Gubernur Ridwan Kamil pada Launching Pelajar Siaga Bencana Tahun 2018, di Yayasan Kharisma Darusalam, Jalan Raya By Pass Jomin Timur Karawang, Jumat (23/11/2018)
majalahsora.com, Kab Karawang – Gubernur Jawa Barat Ridwan Kamil mengatakan, lembaga pendidikan perlu merancang penerapan kurikulum tanggap bencana sebagai salah satu upaya mempersiapkan generasi yang memiliki pengetahuan dan wawasan dalam menghadapi bencana.
“Pemerintah Provinsi Jawa Barat memulai kurikulum tanggap bencana, agar sebagai provinsi yang rutin mendapat bencana, anak- anak sekolah kita siap bagaimana menghadapi bencana gempa bumi, gunung meletus, kebakaran, banjir, dan lain sebagainya,” kata Emil, sapaan akrabnya, pada Launching Pelajar Siaga Bencana Tahun 2018, di Yayasan Kharisma Darusalam, Jalan Raya By Pass Jomin Timur Karawang, Jumat (23/11/2018).
Gubernur Jabar Ridwan Kamil menyebut, Indonesia khususnya Jawa Barat, merupakan salah satu negara dengan potensi bencana alam yang tinggi. Karena sebagian besar wilayah Indonesia terkait secara langsung dengan proses geologi, seperti gempa bumi, longsor, vulkanik, liquifaksi, hingga banjir.
Sebagaimana diketahui, Indonesia merupakan daerah pertemuan 3 lempeng tektonik besar, yaitu lempeng Indo-Australia, Eurasia dan lempeng Pasific. Lempeng Indo-Australia bertabrakan dengan lempeng Eurasia di lepas pantai Sumatra, Jawa dan Nusa Tenggara, sedangkan dengan Pasific di utara Irian dan Maluku utara.
Di Jawa Barat, selama kurun waktu Januari 2018 sampai saat ini saja, sudah terjadi sekira 1.322 kejadian bencana alam di Jawa Barat. Adapun ribuan bencana ini terdiri dari tanah longsor 351 kejadian, puting beliung 220 kejadian, banjir 106 kejadian, kebakaran hutan 141 kejadian, kebakaran hunian 387 kejadian, gempa bumi dua kejadian, dan gelombang pasang lima kejadian.
Selanjutnya Emil berharap, kurikulum tanggap bencana yang dirinya inisiasi, bisa diterapkan di seluruh sekolah di Jawa Barat mulai Januari 2019. Ia mengaku, telah menjalin kerja sama dengan Pemerintah Jepang, terkait asistensi pengembangan kurikulum kebencanaan tersebut.

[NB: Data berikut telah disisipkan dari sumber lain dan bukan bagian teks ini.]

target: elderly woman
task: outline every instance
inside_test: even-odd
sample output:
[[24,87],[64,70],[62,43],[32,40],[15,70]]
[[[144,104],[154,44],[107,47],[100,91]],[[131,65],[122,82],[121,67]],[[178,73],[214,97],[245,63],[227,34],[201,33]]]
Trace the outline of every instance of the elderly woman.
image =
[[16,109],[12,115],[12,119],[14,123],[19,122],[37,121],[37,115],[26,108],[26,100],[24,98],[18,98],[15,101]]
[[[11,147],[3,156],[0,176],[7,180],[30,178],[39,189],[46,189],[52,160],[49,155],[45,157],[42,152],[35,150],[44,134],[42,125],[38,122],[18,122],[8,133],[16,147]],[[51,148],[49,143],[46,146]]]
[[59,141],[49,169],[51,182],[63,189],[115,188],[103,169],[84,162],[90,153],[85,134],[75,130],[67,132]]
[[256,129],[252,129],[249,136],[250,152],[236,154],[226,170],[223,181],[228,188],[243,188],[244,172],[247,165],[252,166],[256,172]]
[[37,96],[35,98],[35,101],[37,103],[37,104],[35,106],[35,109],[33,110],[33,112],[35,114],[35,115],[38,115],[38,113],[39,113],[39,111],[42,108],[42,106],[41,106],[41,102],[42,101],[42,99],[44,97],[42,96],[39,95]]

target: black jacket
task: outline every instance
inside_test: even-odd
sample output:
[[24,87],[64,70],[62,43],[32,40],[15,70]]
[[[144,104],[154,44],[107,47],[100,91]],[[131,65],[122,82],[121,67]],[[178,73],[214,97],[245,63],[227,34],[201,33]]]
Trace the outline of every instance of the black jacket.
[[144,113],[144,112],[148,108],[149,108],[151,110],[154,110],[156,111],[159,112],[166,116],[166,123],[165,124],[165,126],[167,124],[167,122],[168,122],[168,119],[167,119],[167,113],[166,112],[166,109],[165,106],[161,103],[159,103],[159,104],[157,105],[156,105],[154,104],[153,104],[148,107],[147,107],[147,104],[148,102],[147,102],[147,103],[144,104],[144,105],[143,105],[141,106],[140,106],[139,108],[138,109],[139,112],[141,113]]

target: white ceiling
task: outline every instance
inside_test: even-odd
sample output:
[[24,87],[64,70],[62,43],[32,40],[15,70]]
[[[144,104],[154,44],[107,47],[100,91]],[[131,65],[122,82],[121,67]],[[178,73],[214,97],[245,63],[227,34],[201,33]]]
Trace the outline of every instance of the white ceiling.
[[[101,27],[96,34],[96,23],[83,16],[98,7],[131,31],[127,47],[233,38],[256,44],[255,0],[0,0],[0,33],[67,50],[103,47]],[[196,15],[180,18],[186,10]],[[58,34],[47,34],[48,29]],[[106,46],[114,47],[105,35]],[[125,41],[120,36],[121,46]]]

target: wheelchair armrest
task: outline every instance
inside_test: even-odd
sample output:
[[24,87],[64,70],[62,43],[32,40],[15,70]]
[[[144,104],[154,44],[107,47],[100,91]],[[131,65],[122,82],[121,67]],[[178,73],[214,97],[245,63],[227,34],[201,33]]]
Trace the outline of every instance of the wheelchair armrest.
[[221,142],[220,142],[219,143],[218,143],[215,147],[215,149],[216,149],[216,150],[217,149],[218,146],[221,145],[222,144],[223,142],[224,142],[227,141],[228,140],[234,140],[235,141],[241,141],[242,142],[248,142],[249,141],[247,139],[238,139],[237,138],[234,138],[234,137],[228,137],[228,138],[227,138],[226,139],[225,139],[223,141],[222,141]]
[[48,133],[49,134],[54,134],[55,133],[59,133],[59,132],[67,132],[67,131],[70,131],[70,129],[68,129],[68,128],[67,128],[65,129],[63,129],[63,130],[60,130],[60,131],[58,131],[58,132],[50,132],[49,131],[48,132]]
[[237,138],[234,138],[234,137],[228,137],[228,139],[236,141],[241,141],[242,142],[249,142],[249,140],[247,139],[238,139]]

“Kita meniru apa yang ada di Jepang, mereka yang luar biasa ini akan jadi mitra, saya sudah kerjasama dengan JICA, Kota Yokohama, juga Pemerintah Jepang untuk memberi asistensi kurikulum berbasis bencana,” katanya.
Sehingga, diharapkan dapat meminimalisir korban di kemudian hari karena kurangnya pengetahuan terkait persiapan dan kesiapan dalam menghadapi bencana.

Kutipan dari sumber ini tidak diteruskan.